In department and sporting goods stores, fleece products with a fashion hook seem to be doing well. At Herman’s, fleece in fashion colors has been strong. According to John Hoeffler, buyer of women’s and men’s active apparel, “The fleece category is very good, especially since the weather has been less than cooperative on the East Coast.”
The store carries basic fleece crewnecks and pants and basics in french terry from Russell, as well as some fashion fleece products from Reebok. Most of the products are either 100 percent cotton or a cotton and polyester blend.
Hoeffler would not say how much the category has grown, but did cite color as the key factor. Basic color sales are flat, he continued, while fashion colors are growing. All shades of green are important, he said. He also noted that black is selling less while navy is gaining.

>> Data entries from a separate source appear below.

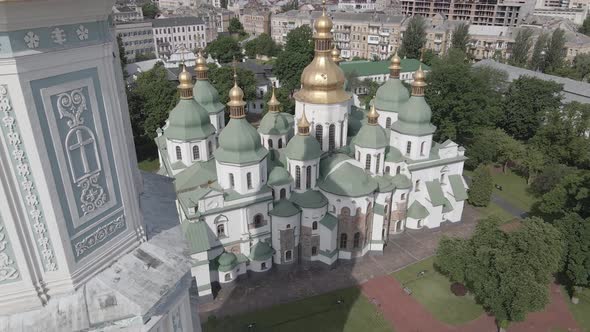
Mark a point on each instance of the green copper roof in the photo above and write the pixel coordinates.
(310, 199)
(401, 181)
(239, 143)
(303, 148)
(417, 211)
(275, 123)
(414, 119)
(349, 180)
(393, 155)
(284, 208)
(197, 236)
(227, 261)
(369, 68)
(279, 176)
(437, 197)
(458, 187)
(188, 121)
(329, 221)
(391, 95)
(205, 94)
(371, 137)
(261, 251)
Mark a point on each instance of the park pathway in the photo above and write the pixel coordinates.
(407, 315)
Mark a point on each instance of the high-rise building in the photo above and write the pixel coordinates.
(73, 250)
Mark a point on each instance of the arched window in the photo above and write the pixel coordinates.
(249, 180)
(343, 240)
(319, 133)
(377, 163)
(196, 153)
(258, 220)
(332, 137)
(356, 241)
(178, 153)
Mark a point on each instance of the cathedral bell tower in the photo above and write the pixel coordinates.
(68, 173)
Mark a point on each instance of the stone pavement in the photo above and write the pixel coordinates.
(303, 281)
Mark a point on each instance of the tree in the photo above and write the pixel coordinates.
(261, 45)
(235, 26)
(480, 192)
(538, 62)
(460, 37)
(527, 101)
(585, 28)
(466, 99)
(298, 53)
(225, 49)
(150, 10)
(414, 38)
(521, 48)
(555, 50)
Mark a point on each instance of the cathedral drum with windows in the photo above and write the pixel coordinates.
(332, 182)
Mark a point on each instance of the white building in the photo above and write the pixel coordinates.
(175, 32)
(75, 254)
(335, 189)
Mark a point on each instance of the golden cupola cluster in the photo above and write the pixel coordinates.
(322, 81)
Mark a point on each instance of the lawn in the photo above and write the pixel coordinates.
(318, 313)
(149, 165)
(433, 292)
(581, 311)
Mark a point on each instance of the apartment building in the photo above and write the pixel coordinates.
(477, 12)
(137, 38)
(171, 33)
(255, 21)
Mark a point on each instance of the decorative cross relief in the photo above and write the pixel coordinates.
(82, 151)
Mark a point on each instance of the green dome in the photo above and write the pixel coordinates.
(303, 147)
(205, 94)
(275, 123)
(239, 143)
(372, 137)
(414, 119)
(391, 95)
(188, 121)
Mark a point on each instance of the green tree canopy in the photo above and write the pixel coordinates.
(414, 38)
(460, 37)
(521, 48)
(225, 49)
(527, 101)
(482, 185)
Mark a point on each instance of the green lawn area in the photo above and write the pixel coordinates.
(434, 293)
(149, 165)
(318, 313)
(581, 311)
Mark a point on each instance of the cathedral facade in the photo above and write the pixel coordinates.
(331, 182)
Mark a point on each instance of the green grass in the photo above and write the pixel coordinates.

Hoeffler said the customer’s demand for fashion colors indicates that most of these products are being worn on the street.
According to Barbara Bierman, a spokeswoman for J.C. Penney Co., the store’s own Hunt Club brand has fleece basics and more fashionable pieces. Sales of the basics, she said, are up slightly, but those items with a more fashion-forward approach have “taken off.” She described those items as novelty pullovers and shirts with holiday motifs or color blocks.
Tops with cartoons and graphics such as “Tennis Mom” or “Soccer Mom” are big sellers.
According to Margaret Crandell, vice president/divisional merchandise manager for Jacobson’s Midwest, fleece and french terry continue to sell well. In December, the store introduced a line from Los Angeles manufacturer Pieces into a department that is now in transition from juniors to casual contemporary. It included some fleece pieces and heavyweight brushed knits.
“It did exceptionally well,” Crandell said. The store has reordered for spring.